I have this simple query:

import "regexp" import "strings" Customer_9571XXXX = from(bucket: "SENSOR_DATA_DB/defaultPolicy") |>range( start:0, stop: 2024-03-22T06:33:34Z ) |>filter(fn: (r) => r["_measurement"] == "9571XXXX_Customer") |>filter(fn: (r) => r["_field"]== "call_type" or r["_field"]== "subscription_status" or r["_field"]== "email_type" or r["_field"]== "app_event_type" ) |>group(columns: ["_field","_measurement"]) Customer_9571XXXX

Its taking 52.87s.

My influxdb is hosted as docker container.
AWS 2vCPU and 80GB Storage (Not dedicated to influxdb also there are 2 postgres databses are tehere)

My question is how can we manage millions of data and reduce above query time.

Is there any specific hardware setup to be done for specific to the influxdb.

1 Like

@debnath Question–how “dense” is your data? Meaning how often are points written to InfluxDB. You’re querying a huge time range (around 54 years). The first thing I’d suggest is reducing your query time range.
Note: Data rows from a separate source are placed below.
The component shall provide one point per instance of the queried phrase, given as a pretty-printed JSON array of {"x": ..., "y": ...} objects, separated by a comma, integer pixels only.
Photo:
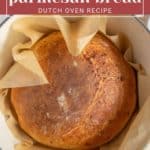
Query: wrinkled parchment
[{"x": 19, "y": 68}]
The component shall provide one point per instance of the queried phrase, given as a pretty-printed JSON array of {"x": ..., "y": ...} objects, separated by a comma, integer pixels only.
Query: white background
[{"x": 6, "y": 138}]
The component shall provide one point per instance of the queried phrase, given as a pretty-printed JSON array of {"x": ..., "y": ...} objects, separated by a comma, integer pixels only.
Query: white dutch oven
[{"x": 138, "y": 35}]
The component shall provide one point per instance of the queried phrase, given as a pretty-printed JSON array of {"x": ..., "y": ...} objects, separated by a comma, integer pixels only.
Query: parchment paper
[{"x": 19, "y": 68}]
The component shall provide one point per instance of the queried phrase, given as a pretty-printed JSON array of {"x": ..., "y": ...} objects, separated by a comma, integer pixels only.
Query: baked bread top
[{"x": 88, "y": 100}]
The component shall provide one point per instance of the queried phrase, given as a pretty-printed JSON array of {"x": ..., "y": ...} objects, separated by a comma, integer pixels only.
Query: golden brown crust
[{"x": 89, "y": 98}]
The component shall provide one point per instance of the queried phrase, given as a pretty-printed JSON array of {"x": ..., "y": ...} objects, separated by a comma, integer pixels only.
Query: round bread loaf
[{"x": 88, "y": 100}]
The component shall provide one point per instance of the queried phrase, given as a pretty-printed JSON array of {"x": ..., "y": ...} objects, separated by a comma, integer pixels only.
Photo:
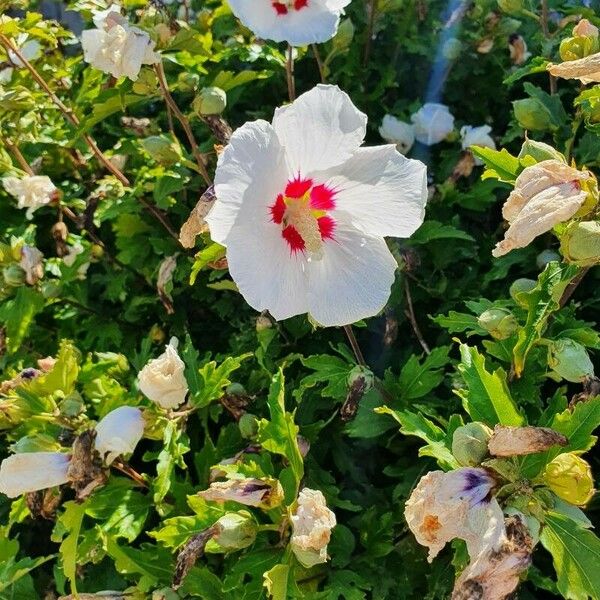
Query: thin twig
[
  {"x": 67, "y": 112},
  {"x": 289, "y": 69},
  {"x": 410, "y": 313},
  {"x": 360, "y": 359},
  {"x": 320, "y": 64},
  {"x": 162, "y": 81}
]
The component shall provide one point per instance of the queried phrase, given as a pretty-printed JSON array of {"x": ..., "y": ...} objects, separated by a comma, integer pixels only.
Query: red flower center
[
  {"x": 283, "y": 7},
  {"x": 301, "y": 211}
]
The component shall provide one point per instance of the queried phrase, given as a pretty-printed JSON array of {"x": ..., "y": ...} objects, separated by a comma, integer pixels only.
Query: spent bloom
[
  {"x": 303, "y": 209},
  {"x": 545, "y": 194},
  {"x": 312, "y": 524},
  {"x": 298, "y": 22},
  {"x": 398, "y": 132},
  {"x": 433, "y": 122},
  {"x": 162, "y": 380},
  {"x": 119, "y": 432},
  {"x": 477, "y": 136},
  {"x": 32, "y": 471},
  {"x": 31, "y": 191},
  {"x": 116, "y": 47}
]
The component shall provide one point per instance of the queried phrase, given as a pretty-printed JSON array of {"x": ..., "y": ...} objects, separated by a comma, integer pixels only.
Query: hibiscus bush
[{"x": 298, "y": 299}]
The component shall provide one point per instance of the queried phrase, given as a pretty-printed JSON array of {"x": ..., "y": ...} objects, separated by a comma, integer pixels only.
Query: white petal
[
  {"x": 381, "y": 192},
  {"x": 353, "y": 279},
  {"x": 267, "y": 273},
  {"x": 119, "y": 432},
  {"x": 321, "y": 129},
  {"x": 32, "y": 471},
  {"x": 250, "y": 174}
]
Depending on how old and how dense your data is, this could potentially return 10s of millions of rows, which obviously takes time.

This seems undersized for the potential amount of data you’re querying. Especially considering that it’s shared with two other databases. You would likely see better performance with an instance with more CPU cores and memory, but I can’t say exactly how much better the performance would be.

Hi @scott ,

Thanks for your reply.

Can i get some extra computation and managing data and features through influxdb cloud service?
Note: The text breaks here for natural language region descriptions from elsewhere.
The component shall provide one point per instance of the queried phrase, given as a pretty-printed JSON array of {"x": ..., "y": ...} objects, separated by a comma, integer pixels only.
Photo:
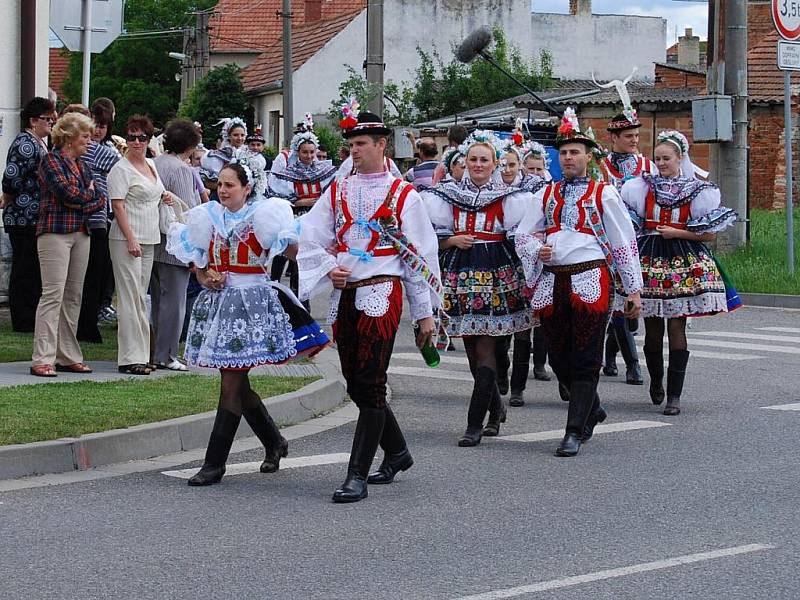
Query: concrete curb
[
  {"x": 154, "y": 439},
  {"x": 770, "y": 300}
]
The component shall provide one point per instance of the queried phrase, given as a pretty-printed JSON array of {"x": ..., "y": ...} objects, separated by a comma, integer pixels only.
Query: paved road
[{"x": 700, "y": 506}]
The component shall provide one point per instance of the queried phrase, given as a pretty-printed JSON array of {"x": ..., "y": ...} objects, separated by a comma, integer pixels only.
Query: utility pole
[
  {"x": 86, "y": 44},
  {"x": 286, "y": 86},
  {"x": 732, "y": 157},
  {"x": 374, "y": 62}
]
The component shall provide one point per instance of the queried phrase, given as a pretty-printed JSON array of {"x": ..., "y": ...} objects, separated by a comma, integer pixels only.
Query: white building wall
[{"x": 609, "y": 46}]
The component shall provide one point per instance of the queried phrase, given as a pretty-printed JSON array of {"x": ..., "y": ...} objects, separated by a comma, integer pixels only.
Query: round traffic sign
[{"x": 786, "y": 14}]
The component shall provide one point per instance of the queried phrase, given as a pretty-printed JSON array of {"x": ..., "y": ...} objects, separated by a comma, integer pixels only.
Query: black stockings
[{"x": 654, "y": 333}]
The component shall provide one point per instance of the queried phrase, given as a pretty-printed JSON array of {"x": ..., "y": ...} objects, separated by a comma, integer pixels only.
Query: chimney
[
  {"x": 688, "y": 48},
  {"x": 580, "y": 7},
  {"x": 313, "y": 10}
]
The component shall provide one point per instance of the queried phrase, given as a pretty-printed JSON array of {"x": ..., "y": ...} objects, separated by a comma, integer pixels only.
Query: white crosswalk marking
[
  {"x": 780, "y": 329},
  {"x": 740, "y": 335},
  {"x": 557, "y": 434},
  {"x": 795, "y": 406},
  {"x": 253, "y": 467}
]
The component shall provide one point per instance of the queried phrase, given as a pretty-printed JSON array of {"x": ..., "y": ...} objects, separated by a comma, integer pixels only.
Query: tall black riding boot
[
  {"x": 482, "y": 391},
  {"x": 497, "y": 414},
  {"x": 219, "y": 446},
  {"x": 676, "y": 372},
  {"x": 369, "y": 431},
  {"x": 610, "y": 359},
  {"x": 501, "y": 348},
  {"x": 396, "y": 456},
  {"x": 264, "y": 427},
  {"x": 655, "y": 367},
  {"x": 521, "y": 365},
  {"x": 627, "y": 347},
  {"x": 539, "y": 354},
  {"x": 581, "y": 401}
]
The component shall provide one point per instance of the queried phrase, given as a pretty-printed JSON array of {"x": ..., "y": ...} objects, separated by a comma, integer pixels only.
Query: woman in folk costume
[
  {"x": 234, "y": 134},
  {"x": 677, "y": 213},
  {"x": 298, "y": 177},
  {"x": 370, "y": 237},
  {"x": 481, "y": 273},
  {"x": 241, "y": 319},
  {"x": 511, "y": 174}
]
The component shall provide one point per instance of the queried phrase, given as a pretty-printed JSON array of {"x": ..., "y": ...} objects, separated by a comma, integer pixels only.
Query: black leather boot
[
  {"x": 676, "y": 372},
  {"x": 396, "y": 456},
  {"x": 627, "y": 347},
  {"x": 482, "y": 391},
  {"x": 369, "y": 431},
  {"x": 267, "y": 432},
  {"x": 655, "y": 367},
  {"x": 219, "y": 446},
  {"x": 582, "y": 398},
  {"x": 539, "y": 352},
  {"x": 502, "y": 346},
  {"x": 519, "y": 372},
  {"x": 598, "y": 415},
  {"x": 497, "y": 415},
  {"x": 610, "y": 360}
]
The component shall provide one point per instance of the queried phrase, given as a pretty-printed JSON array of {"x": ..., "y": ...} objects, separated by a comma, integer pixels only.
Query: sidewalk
[{"x": 165, "y": 437}]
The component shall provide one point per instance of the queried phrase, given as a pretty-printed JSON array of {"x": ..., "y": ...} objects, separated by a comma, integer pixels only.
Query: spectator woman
[
  {"x": 21, "y": 210},
  {"x": 170, "y": 276},
  {"x": 135, "y": 190},
  {"x": 68, "y": 199}
]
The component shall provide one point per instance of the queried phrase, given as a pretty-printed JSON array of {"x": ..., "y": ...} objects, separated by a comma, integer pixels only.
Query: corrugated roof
[
  {"x": 253, "y": 25},
  {"x": 59, "y": 66},
  {"x": 307, "y": 40}
]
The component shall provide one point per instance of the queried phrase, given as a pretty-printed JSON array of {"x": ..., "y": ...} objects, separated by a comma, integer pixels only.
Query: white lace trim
[
  {"x": 373, "y": 300},
  {"x": 586, "y": 285}
]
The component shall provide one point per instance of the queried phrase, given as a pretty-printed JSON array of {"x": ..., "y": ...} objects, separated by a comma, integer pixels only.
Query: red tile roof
[
  {"x": 59, "y": 65},
  {"x": 307, "y": 40},
  {"x": 764, "y": 79},
  {"x": 253, "y": 25}
]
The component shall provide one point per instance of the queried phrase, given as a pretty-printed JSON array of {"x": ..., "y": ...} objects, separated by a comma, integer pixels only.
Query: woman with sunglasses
[
  {"x": 135, "y": 190},
  {"x": 20, "y": 203}
]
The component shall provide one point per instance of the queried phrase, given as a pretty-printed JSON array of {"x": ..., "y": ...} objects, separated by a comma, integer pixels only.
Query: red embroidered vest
[{"x": 553, "y": 204}]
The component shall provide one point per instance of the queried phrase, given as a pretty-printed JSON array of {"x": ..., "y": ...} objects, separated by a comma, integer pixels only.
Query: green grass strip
[
  {"x": 761, "y": 266},
  {"x": 33, "y": 413}
]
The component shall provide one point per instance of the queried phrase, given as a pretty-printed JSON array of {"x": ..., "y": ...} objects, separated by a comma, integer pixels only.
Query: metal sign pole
[
  {"x": 787, "y": 117},
  {"x": 86, "y": 39}
]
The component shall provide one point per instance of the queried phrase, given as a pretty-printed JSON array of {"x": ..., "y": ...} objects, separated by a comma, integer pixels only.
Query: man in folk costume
[
  {"x": 621, "y": 165},
  {"x": 368, "y": 233},
  {"x": 574, "y": 243}
]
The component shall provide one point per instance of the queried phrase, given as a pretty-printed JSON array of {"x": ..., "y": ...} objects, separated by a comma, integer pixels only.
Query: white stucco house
[{"x": 581, "y": 44}]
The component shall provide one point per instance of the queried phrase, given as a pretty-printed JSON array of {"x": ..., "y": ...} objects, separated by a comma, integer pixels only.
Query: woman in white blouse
[{"x": 135, "y": 190}]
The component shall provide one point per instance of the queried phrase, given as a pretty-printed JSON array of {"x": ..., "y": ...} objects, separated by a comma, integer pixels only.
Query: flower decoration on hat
[
  {"x": 483, "y": 137},
  {"x": 305, "y": 135},
  {"x": 349, "y": 114}
]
@debnath Yes, you would have access to more computation, but InfluxDB Cloud Serverless is built on a different storage engine and doesn’t support Flux. You’d have to use either InfluxQL or SQL. You are also subject to rate limits that may prevent you from querying the amount of data that you’re trying to query.

2 lakh of data every day. Its testing data. But i will be going above half a Million data per day.

We are facing problem to get data faster. We are mostly querying data and also using built in Task using flux.

Can you suggest me how can we improve to get data quicker from millions of data. We are using indexing and also best practice to make query.Also is there other alternative like hardware or deployment server config where we can move and improve.

Please suggest.

Thank You.

I can’t make specific hardware recommendations, but hardware with more resources will improve performance. There are a few places you could be bottlenecking:

  • Disk I/O: The read speed of your disk could be slow. This could also be affected by file system mounts into your container, but these generally don’t affect read speed all that much. SSD storage will give you the best read performance, but that may not be an option for you.

  • CPU: Where you currently only have 2 virtual cores and those cores are being shared between three separate databases, this is my first guess for a bottleneck. Making more CPU available should help.

  • RAM: I don’t really see memory being the bottleneck here, but you don’t mention how much memory is available to the InfluxDB process. InfluxDB uses memory in primarily two ways:

    • Store the index
    • Buffer data is results are collected and returned

    I don’t know that memory is really the culprit here, but more memory is never a bad thing.

1 Like

@scott Thank you.

I will try out your solution.

1 Like

Hello @debnath & @scott , I am also facing the same issue like when i try to read the data from influxdb using python-Influx-client ( using flux ) it takes a good amount of time like 1-2 minutes.
attaching the query please check.

        table_robot_info = f"""
                from(bucket: "Robots")
                |> range(start: {timeRangeStart_str}, stop: {timeRangeStop_str})
                |> filter(fn: (r) => r._measurement == "robotInfo")
                |> filter(fn: (r) => r["_field"] == "isEStopPressed" or r["_field"] == "stopAndHoldValue" or r["_field"] == "mapNo" or r["_field"] == "mapName" or r["_field"] == "operationMode" or r["_field"] == "areaCovered")
                |> filter(fn: (r) => r["robotID"] == "{machine_id}")
                |> aggregateWindow(every: 5s, fn: last, createEmpty: false)
                |> pivot(rowKey:["_time"], columnKey: ["_field"], valueColumn: "_value")
And in this we are passing mostly a week of data in which there are 100k-500k rows data. 

can you help me or guide me like what i am doing wrong? or is there any way to reduce this time?

@Vijay_Barman Have you tried just running the query against the raw InfluxDB query API? I’d be curious to know if the query takes as long running that way. I suspect there’s some latency that’s rooted in the Python client having to process all the data coming back to a format that Python expects.